Sunday, September 24 2006
"When you teach a child writing, you hold its hand while it forms the letters: that is, it forms the letters because you are forming them. We love and reason because God loves and reasons and holds our hand while we do it. Now if we had not fallen, that would be all plain sailing. But unfortunately we now need God's help in order to do something which God, in His own nature, never does at all--to surrender, to suffer, to submit, to die. Nothing in God's nature corresponds to this process at all. So that the one road for which we now need God's leadership most of all is a road God, in His own nature, has never walked. God can share only what He has: this thing, in His own nature, He has not. "But supposing God became a man--suppose our human nature which can suffer and die was amalgamated with God's nature in one person--then that person could help us. He could surrender His will, and suffer and die, because He was man; and He could do it perfectly because He was God." Mere Christianity The theory of the atonement which Lewis presents as the one which has been most helpful to him is that of Irenaeus and is often called the physical theory of the atonement. Irenaeus was born in Asia Minor sometime between 130 and 140 AD. As a young man he listened to the teaching of Polycarp, Bishop of Smyrna, who had in turn sat under the teaching of the Apostle John. Irenaeus went to Gaul, modern day France, where he eventually became the Bishop of the Church at Lyons. Irenaeus' belief about the work of Christ may be summed up in one sentence: "Because of His measureless love, He became what we are in order to enable us to become what He is." What we lost in Adam is recovered in Christ. Human beings have fallen from God's perfect plan through solidarity with the first human, but we can be restored through solidarity with Christ.

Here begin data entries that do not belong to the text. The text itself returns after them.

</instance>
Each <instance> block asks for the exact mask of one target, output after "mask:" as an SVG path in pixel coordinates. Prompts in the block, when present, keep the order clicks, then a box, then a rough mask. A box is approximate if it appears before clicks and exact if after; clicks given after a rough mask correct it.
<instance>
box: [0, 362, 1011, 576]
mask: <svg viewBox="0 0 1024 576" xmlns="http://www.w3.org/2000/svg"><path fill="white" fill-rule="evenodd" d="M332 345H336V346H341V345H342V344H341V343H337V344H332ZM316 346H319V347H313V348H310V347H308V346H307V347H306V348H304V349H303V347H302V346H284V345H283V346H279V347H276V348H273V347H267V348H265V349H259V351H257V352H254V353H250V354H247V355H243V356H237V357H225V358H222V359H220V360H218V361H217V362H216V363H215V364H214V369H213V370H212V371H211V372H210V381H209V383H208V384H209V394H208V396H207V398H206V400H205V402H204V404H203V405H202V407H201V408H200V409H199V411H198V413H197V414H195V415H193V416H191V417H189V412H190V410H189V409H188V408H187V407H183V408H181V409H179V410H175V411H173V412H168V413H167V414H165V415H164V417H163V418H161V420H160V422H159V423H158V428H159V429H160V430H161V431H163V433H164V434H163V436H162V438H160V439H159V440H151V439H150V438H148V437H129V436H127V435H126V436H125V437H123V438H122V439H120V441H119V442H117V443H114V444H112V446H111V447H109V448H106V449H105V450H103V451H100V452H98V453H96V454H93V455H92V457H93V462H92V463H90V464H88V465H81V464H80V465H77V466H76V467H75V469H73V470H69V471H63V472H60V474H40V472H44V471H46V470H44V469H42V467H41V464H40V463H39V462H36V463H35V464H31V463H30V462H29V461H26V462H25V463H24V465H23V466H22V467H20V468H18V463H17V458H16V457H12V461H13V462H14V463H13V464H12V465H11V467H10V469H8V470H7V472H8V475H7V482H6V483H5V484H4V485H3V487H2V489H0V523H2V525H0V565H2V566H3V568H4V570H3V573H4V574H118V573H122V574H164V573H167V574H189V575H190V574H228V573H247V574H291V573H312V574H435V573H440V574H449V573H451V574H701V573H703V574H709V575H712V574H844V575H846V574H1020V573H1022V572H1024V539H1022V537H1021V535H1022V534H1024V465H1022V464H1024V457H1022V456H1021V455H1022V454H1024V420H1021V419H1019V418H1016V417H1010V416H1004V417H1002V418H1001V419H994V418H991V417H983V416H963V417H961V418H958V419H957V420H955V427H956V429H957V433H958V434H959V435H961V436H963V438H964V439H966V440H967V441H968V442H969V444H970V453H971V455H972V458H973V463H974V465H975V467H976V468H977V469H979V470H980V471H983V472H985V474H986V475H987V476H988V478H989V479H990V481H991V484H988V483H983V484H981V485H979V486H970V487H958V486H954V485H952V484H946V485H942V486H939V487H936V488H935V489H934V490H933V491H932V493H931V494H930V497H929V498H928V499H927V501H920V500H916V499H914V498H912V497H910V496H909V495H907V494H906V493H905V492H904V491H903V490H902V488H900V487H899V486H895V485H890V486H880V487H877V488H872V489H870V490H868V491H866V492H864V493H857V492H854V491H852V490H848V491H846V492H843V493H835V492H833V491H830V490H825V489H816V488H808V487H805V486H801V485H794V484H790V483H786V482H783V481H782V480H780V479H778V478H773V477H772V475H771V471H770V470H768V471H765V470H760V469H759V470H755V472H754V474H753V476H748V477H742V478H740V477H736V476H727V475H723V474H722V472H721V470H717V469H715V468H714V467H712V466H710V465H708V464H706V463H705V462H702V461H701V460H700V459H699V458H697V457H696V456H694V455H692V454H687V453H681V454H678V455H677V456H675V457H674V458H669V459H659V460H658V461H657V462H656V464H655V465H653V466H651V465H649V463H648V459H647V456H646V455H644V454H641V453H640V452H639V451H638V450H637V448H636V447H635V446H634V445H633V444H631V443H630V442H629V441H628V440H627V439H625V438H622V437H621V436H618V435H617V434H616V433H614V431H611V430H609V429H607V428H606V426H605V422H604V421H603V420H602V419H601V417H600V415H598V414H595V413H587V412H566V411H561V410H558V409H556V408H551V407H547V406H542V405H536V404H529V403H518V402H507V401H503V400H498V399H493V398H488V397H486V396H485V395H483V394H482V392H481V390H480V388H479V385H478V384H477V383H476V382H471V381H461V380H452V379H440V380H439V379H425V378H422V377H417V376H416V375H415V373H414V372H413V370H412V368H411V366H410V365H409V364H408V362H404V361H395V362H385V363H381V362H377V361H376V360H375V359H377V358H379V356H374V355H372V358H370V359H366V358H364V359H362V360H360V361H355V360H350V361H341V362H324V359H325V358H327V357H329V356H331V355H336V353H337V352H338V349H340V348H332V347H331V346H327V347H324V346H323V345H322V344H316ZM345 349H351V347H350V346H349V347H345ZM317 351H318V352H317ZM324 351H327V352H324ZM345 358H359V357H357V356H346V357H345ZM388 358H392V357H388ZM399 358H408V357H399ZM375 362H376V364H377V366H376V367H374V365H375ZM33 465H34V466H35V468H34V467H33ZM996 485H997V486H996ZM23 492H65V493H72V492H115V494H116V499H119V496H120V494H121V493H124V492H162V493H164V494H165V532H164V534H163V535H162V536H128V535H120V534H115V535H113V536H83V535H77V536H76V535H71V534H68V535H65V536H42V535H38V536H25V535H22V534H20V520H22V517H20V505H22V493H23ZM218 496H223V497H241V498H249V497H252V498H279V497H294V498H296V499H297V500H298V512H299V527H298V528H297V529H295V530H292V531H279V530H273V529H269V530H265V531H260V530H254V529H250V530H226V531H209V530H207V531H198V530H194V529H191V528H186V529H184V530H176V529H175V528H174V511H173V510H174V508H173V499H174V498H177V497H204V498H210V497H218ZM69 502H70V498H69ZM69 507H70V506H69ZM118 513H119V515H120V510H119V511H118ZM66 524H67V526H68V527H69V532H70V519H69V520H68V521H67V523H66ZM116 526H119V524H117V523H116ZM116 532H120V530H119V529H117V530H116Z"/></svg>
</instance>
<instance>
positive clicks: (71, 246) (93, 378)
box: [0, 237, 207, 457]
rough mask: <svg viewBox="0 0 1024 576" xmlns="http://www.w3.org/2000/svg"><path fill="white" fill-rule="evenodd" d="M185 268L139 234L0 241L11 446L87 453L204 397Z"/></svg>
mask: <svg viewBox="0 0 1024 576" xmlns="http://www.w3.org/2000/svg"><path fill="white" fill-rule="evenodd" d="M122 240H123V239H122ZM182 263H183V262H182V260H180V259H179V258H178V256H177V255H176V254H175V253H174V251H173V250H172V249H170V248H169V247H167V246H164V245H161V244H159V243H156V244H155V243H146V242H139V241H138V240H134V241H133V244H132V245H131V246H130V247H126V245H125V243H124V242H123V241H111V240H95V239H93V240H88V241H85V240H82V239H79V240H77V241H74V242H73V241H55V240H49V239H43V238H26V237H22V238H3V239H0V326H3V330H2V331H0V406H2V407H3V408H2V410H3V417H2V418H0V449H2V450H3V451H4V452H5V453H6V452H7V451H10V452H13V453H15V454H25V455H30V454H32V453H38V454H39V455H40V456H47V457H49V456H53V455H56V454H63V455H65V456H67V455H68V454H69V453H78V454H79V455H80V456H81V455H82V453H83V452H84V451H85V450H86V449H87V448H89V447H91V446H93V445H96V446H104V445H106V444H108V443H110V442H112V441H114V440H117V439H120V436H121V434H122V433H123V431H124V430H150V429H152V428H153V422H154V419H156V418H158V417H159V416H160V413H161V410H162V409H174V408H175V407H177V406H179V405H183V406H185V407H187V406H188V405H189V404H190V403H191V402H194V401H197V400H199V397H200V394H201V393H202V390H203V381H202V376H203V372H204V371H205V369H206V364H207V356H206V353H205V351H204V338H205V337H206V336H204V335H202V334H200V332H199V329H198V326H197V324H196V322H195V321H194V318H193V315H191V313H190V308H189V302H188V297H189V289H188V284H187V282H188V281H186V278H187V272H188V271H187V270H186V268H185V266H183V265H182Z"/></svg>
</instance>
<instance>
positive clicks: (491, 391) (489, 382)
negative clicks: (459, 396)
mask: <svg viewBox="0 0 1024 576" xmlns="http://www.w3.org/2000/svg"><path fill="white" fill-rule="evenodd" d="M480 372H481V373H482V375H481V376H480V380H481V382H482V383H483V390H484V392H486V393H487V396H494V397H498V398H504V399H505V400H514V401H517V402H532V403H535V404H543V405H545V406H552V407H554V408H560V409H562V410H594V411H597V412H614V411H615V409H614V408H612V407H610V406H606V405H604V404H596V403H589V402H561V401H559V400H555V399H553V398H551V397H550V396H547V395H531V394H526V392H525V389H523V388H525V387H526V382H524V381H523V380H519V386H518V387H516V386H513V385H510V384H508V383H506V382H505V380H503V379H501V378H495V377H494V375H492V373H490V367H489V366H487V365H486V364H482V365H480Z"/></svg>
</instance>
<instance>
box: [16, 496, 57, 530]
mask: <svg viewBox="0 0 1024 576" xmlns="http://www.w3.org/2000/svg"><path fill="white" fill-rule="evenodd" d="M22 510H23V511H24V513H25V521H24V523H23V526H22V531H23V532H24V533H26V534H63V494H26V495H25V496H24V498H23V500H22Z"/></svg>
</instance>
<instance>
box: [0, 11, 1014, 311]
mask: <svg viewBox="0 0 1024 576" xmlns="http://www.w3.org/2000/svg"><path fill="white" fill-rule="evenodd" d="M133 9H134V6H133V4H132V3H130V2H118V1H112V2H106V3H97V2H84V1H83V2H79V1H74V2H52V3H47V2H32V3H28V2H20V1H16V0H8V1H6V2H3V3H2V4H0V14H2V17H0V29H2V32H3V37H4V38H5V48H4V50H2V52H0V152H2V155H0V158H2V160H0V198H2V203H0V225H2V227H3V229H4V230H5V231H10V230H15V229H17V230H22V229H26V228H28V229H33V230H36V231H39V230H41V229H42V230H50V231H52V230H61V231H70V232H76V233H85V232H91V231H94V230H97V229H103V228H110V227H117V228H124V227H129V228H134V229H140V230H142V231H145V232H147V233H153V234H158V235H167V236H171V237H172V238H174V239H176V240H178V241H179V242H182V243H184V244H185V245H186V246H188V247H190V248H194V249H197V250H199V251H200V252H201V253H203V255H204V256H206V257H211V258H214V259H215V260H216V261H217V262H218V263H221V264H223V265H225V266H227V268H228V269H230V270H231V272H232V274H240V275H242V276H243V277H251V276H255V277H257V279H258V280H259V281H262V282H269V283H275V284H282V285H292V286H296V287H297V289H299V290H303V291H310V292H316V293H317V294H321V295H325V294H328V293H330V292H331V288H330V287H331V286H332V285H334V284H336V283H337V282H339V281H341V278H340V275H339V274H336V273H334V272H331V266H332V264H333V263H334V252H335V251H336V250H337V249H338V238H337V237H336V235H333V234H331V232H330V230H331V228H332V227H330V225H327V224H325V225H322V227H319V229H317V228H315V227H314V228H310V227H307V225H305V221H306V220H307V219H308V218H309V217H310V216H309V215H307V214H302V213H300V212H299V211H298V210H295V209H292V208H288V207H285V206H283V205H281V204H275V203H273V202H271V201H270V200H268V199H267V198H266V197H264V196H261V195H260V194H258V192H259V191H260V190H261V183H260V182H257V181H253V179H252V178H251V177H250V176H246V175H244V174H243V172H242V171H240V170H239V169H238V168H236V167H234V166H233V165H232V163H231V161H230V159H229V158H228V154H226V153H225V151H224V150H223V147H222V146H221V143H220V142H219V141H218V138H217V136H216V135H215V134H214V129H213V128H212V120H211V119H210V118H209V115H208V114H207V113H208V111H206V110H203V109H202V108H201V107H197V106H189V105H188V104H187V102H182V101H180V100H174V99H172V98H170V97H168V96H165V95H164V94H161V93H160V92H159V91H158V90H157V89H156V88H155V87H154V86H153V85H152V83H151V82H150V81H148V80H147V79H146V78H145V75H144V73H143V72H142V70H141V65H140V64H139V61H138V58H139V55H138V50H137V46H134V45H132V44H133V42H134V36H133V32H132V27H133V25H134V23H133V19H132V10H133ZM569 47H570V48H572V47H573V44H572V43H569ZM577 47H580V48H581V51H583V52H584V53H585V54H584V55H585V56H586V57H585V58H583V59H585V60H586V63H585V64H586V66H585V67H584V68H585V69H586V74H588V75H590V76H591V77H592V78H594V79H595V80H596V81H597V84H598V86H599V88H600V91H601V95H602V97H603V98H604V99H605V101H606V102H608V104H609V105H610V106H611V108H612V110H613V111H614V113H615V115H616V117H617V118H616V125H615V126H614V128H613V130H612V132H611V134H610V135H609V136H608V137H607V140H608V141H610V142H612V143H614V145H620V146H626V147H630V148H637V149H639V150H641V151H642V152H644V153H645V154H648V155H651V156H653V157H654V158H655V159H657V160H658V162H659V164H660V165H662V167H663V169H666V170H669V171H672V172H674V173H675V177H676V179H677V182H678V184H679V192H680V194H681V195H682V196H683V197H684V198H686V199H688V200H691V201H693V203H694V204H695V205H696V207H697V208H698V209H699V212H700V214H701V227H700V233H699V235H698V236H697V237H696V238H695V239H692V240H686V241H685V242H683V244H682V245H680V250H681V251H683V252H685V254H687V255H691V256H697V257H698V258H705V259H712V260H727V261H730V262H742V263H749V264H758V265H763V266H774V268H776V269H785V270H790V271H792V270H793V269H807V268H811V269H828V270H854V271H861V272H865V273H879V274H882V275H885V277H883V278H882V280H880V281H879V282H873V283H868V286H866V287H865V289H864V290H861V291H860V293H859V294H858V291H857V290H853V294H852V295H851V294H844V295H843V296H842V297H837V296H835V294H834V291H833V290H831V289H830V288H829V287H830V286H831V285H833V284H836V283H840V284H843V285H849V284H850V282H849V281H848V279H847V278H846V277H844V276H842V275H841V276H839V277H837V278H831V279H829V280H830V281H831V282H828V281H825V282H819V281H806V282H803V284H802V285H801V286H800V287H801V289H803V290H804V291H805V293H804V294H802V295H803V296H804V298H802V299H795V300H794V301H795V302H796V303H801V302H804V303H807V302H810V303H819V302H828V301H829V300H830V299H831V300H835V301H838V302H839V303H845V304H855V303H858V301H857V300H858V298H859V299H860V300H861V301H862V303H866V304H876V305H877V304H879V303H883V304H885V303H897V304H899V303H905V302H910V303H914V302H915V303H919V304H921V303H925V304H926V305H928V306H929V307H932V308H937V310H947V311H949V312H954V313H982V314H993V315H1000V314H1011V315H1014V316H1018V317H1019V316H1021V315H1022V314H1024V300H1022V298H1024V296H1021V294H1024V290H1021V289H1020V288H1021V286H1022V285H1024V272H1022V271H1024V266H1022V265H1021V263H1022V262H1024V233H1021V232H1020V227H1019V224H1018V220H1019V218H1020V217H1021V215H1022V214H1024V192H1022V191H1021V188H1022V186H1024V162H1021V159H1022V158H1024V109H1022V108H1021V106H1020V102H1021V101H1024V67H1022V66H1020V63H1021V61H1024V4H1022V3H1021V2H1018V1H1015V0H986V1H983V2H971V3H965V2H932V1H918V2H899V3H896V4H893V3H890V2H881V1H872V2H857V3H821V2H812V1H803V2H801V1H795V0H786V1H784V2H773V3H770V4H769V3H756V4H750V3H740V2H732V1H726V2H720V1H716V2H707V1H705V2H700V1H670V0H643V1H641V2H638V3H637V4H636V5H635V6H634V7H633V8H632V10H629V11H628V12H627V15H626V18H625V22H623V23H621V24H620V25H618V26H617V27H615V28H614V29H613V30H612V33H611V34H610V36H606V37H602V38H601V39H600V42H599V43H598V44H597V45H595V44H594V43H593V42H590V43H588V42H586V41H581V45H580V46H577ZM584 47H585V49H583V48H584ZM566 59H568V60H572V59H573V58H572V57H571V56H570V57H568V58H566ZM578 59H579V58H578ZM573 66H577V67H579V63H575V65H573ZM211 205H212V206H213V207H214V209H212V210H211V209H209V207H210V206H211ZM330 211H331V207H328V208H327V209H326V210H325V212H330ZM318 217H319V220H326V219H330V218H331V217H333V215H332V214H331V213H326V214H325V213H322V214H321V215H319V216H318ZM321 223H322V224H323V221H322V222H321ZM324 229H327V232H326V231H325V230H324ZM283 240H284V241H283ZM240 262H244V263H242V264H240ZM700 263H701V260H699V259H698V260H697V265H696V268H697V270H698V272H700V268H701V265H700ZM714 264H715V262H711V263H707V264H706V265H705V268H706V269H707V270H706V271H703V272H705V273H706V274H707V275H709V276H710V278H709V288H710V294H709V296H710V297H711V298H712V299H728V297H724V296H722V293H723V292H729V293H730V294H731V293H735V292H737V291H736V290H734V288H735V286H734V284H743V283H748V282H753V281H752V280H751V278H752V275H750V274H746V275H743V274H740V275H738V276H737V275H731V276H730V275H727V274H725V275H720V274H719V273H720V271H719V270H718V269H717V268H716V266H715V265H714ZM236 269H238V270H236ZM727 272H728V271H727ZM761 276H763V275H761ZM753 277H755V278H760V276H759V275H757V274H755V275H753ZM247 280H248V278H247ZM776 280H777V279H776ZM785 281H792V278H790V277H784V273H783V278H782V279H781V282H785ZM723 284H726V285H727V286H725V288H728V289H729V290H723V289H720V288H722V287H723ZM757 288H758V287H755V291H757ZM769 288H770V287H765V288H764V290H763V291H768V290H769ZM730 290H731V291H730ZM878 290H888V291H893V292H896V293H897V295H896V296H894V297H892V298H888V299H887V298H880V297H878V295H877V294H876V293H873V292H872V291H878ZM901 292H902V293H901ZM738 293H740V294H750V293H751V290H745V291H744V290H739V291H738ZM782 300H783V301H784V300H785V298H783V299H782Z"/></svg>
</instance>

Irenaeus' "recapitulation" theory was based on Paul's teaching which summed up the divine purpose as being "to sum up all things in Christ". Irenaeus believed that Christ comprised the whole of reality in himself, humanity included. Christ recapitulated in himself the long history of humankind, but with this great difference: he was obedient at all points to his heavenly Father. Irenaeus' physical theory of the atonement emphasizes Christ's obedient life but also comprises Christ's death:
Irenaeus and Lewis rightly emphasized Jesus Christ as the only perfect penitent person. As we identify ourselves with Christ through faith and participation in the sacraments of baptism and the Lord's Supper, our sins are applied to Christ's spiritual bank account and paid for on the cross. At the same time, Christ's obedience is applied to our spiritual bank account and worked out in our lives by the Holy Spirit. We can give up trusting in the efficacy of our own repentance to save us and trust in the efficacy of Christ's penitence alone. Rather than trying to form the letters which spell s-a-l-v-a-t-i-o-n ourselves, we need to relax, let go, and let Christ form those letters in us by his Spirit. If we let Christ do his work in and through us then, as Irenaeus says, the glory of God will be humanity fully alive!